Albertire K et al.: "Fas and Fas ligand are upregulated in pulmonary edema fluid and lung tissues of patients with acute lung injury and ARDS"An J Pathology. 161. 1783-1796 (2002)

Albertire K 等人：“急性肺损伤和 ARDS 患者的肺水肿液和肺组织中 Fas 和 Fas 配体上调”《病理学杂志》。

Kitamura Y, Hashimoto S, Mizuta N, Kobayashi A, Kooguchi K, Fujiwara I, Nakajima H: "Fas/FasL Dependent Apoptosis if Alveolar Cells after Lipopolysaccharide-induced lung injury in Mice"American Journal of Respiratory and Critical Care Med. 163. 762-768 (2

Kitamura Y、Hashimoto S、Mizuta N、Kobayashi A、Kooguchi K、Fujiwara I、Nakajima H：“脂多糖诱导小鼠肺损伤后肺泡细胞的 Fas/FasL 依赖性凋亡”美国呼吸与重症监护医学杂志。

Hashimoto S, Kobayashi A: "Clinical Pharmacokinetics and Pharmacodynamics of Glyceryl Trinitrate and its Metabolites."Clinical Pharmacokinetics. 42. 205-221 (2003)

Hashimoto S、Kobayashi A：“三硝酸甘油酯及其代谢物的临床药代动力学和药效学”。临床药代动力学。

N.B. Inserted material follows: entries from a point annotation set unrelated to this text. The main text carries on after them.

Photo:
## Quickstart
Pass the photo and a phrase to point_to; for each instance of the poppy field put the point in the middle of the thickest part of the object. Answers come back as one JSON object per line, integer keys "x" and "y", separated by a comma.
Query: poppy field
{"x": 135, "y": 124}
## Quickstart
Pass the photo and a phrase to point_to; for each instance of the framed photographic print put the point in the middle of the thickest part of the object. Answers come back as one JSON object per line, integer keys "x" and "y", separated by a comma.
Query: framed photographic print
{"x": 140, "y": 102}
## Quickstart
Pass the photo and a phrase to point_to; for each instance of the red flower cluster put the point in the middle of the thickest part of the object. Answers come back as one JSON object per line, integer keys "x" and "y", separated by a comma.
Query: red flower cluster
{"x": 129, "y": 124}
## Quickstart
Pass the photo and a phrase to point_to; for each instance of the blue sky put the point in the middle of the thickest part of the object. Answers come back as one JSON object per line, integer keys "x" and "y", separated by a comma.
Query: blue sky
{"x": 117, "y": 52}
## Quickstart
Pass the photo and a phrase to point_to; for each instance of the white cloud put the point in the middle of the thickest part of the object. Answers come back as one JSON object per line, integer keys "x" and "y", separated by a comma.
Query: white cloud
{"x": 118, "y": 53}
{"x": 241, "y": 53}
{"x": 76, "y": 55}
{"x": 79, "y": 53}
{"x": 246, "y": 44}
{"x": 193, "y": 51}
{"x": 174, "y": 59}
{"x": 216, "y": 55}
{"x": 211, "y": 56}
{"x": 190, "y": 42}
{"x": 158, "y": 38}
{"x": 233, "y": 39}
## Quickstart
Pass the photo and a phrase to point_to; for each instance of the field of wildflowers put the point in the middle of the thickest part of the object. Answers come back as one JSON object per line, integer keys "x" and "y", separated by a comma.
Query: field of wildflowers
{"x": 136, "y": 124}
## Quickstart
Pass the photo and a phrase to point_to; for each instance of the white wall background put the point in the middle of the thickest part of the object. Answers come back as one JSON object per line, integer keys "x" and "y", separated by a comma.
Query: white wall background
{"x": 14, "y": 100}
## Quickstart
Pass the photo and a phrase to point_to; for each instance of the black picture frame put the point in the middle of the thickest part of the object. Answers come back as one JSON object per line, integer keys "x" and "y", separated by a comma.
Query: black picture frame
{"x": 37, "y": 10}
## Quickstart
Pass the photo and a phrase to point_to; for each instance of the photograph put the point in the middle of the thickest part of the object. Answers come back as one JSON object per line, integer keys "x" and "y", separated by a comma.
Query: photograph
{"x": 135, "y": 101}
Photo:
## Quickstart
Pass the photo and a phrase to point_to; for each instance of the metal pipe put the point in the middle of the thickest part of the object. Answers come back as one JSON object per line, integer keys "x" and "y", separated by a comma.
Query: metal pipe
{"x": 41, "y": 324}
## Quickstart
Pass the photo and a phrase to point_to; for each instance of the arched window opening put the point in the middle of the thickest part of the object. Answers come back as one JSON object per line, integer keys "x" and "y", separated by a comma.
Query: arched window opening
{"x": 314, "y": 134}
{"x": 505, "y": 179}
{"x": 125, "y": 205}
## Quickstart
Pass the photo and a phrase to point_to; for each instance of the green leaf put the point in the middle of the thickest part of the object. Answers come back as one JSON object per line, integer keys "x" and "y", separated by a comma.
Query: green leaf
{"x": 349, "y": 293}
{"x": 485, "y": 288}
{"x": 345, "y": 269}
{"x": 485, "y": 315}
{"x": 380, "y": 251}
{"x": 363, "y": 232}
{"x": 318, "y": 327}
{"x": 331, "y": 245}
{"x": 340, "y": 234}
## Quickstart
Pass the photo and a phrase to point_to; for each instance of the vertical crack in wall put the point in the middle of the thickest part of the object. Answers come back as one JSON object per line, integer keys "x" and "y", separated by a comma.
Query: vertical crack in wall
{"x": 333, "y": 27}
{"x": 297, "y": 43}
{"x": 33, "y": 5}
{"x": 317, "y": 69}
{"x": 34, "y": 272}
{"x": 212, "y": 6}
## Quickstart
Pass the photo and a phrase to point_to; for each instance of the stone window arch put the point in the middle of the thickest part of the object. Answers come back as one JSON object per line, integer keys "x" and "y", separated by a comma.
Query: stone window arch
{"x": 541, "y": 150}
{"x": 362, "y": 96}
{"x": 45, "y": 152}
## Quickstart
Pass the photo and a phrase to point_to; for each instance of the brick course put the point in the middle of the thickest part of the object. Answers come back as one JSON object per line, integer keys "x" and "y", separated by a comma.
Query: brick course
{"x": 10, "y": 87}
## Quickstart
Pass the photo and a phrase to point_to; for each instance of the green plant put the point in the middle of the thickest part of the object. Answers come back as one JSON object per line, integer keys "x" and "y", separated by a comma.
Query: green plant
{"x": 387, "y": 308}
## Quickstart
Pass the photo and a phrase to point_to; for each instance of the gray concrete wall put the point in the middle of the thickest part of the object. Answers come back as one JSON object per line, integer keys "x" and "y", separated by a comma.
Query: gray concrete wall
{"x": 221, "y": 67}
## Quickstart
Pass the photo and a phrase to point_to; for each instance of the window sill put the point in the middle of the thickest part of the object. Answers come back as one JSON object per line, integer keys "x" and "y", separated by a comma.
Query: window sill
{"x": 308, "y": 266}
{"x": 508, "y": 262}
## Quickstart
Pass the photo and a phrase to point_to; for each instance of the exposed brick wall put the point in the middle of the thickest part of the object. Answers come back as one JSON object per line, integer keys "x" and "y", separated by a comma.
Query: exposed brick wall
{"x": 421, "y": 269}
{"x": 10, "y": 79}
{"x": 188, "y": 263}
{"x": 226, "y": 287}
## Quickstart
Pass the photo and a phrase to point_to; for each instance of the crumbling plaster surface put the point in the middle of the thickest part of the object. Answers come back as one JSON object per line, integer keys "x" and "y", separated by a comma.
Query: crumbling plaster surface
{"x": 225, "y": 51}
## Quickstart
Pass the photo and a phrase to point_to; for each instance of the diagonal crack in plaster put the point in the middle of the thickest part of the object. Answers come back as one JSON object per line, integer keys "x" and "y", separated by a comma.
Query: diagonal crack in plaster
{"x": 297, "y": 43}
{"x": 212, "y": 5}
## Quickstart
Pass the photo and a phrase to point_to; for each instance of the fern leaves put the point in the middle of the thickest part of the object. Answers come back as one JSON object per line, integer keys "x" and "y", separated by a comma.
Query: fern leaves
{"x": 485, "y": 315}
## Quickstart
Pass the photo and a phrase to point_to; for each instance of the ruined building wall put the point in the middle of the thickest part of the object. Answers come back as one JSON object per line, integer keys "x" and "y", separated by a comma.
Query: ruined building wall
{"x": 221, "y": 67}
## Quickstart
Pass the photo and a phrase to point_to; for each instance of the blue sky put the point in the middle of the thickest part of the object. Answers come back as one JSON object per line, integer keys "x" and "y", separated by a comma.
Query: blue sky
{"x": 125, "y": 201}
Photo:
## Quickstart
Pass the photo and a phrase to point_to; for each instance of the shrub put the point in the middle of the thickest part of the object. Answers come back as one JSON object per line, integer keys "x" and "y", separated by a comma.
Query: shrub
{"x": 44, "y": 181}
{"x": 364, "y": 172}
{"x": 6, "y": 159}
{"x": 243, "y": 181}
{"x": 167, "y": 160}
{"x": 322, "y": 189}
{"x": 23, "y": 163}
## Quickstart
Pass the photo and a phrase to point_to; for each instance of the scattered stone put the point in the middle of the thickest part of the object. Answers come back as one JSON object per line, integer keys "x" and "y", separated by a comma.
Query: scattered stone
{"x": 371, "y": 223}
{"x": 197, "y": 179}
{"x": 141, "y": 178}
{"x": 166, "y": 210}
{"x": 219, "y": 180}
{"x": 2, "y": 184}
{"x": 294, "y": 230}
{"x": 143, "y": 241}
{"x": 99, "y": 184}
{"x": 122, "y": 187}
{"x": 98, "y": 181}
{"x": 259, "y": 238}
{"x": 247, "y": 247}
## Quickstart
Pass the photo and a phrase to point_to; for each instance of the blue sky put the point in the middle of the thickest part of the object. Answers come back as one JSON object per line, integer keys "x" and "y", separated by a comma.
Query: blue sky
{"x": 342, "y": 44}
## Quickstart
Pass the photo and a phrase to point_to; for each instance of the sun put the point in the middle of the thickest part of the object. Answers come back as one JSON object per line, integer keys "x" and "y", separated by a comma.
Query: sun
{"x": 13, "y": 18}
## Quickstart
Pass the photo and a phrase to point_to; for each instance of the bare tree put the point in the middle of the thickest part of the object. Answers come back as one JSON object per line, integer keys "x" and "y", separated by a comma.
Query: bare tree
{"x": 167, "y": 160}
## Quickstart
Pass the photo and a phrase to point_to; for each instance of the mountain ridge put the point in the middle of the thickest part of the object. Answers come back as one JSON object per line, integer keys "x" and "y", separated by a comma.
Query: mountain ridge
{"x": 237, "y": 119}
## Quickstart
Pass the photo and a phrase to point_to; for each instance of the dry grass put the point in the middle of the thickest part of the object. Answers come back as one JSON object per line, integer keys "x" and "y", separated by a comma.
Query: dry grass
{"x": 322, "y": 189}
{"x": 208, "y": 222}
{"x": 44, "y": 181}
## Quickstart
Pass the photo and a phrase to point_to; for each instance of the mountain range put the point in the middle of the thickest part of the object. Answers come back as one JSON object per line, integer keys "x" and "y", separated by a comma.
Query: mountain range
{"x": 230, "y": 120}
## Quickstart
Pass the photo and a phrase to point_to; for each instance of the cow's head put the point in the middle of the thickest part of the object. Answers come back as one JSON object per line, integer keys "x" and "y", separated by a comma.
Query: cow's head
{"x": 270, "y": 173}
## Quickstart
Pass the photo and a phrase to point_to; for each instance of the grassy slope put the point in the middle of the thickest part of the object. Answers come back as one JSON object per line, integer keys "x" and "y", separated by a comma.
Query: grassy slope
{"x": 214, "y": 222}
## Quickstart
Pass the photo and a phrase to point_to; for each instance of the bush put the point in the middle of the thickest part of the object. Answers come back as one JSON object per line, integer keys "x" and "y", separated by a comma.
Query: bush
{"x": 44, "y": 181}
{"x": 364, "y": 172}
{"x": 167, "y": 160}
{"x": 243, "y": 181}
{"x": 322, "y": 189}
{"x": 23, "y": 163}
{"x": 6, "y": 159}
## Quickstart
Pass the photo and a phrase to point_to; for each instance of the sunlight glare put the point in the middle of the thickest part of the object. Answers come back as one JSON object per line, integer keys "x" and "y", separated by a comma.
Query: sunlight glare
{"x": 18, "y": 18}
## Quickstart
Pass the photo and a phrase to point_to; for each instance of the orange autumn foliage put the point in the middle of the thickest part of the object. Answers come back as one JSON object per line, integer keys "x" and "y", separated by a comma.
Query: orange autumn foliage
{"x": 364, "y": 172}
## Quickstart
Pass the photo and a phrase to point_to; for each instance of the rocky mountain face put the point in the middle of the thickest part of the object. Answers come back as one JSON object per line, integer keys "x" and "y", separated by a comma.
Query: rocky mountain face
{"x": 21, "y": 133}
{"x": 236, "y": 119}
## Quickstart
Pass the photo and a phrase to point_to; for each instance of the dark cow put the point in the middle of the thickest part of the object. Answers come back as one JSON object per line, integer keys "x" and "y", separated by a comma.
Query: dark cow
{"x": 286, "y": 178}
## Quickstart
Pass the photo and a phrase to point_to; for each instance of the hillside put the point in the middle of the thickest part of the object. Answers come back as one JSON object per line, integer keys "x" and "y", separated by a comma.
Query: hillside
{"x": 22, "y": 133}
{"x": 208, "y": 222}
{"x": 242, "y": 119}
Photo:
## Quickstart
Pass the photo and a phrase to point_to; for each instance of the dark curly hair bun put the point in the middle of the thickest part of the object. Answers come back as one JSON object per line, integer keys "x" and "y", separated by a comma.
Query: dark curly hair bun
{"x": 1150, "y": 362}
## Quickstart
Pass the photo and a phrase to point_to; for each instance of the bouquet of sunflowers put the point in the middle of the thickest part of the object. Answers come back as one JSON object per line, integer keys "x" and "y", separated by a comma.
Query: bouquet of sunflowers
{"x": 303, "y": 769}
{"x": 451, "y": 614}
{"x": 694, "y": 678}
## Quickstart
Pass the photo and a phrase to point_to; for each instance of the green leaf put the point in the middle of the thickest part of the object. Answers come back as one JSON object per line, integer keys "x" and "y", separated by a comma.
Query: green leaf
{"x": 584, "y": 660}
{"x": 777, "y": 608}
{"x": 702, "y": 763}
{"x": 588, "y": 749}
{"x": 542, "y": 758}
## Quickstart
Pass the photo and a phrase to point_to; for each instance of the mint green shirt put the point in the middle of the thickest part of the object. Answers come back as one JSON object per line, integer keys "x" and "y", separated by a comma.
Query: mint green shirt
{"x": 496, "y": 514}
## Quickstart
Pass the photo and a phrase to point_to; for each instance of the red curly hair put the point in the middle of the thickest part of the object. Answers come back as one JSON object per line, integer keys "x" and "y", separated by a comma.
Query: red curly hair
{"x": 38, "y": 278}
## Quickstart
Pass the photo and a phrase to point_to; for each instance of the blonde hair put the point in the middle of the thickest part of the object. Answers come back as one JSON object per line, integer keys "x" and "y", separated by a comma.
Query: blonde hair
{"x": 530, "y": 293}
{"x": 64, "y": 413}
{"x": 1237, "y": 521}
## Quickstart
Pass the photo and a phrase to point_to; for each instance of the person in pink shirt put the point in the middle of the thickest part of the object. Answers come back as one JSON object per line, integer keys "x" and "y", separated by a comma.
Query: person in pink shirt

Kitamura Y, Hashimoto S. et al.: "Fas/FasL Dependent Apoptosis if Alveolar Cells after Lipopolysaccharide-induced lung injury in Mice"American Journal of Respiratory and Critical Care Med. 163. 762-769 (2001)

Kitamura Y、Hashimoto S.等人：“小鼠脂多糖诱导的肺损伤后肺泡细胞的Fas/FasL依赖性细胞凋亡”美国呼吸与重症监护医学杂志。

Shime N, Ashida H, Hiramatsu N, Kageyama K, Katoh Y: "Arterial ketone body ratio for the assessment of the severity of illness in pediatric patients following cardiac surgery."J Critical Care (Hashimoto S, Tanaka Y). 16. 102-107 (2001)

Shime N、Ashida H、Hiramatsu N、Kageyama K、Katoh Y：“用于评估心脏手术后儿科患者疾病严重程度的动脉酮体比率。”J Critical Care（Hashimoto S、Tanaka Y）。